L'écriture classique séduit d'emblée mais le titre n'est-il pas un peu démodé? Les bals et les comtes sont-ils encore d'actualité? Des bals costumés qui ouvrent la saison d'hiver et qui font courir le Tout-Paris? Je traduis par "Soirée branchée de stars people". La mode... en être ou pas?... Telle est la première préoccupation du jeune Radiguet dès les premières lignes, quand il se demande si on comprendra bien son héroïne, Mahaut d'Orgel, la femme du Comte. Voici les premières phrases:
"Les mouvements d'un coeur comme celui de la comtesse d'Orgel sont-ils surannés? Un tel mélange du devoir et de la mollesse semblera peut-être de nos jours incroyable, même chez une personne de race et une créole.
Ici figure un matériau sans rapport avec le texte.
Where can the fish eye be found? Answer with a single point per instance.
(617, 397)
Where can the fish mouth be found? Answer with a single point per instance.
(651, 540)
Ne serait-ce pas plutôt que l'attention se détourne de la pureté, sous prétexte qu'elle offre moins de saveur que de désordre? Mais les manoeuvres inconscientes d'une âme pure sont encore plus singulières que les combinaisons du vice. C'est ce que nous répondrons aux femmes, qui, les unes, trouveront Mme d'Orgel trop honnête, et les autres trop facile."
A la pointe de la mode parisienne, le récit devait certes l'être lors de sa parution en 1924! Tout le contexte des années folles d'après-guerre s'y retrouve en toile de fond: le cirque Médrano et les Fratellini, le dancing de Robinson, le charleston, le défilé d'automobiles, le train de banlieue retour du théâtre la nuit, le déjeuner sous la tonnelle des bords de Marne...les fêtes, les dîners, les visites, les folies... Mais ce que j'ai préféré, et de loin, c'est l'aspect classique, très maîtrisé de l'écriture. C'est vraiment ce qui m'a le plus éblouie et que je retiendrai surtout.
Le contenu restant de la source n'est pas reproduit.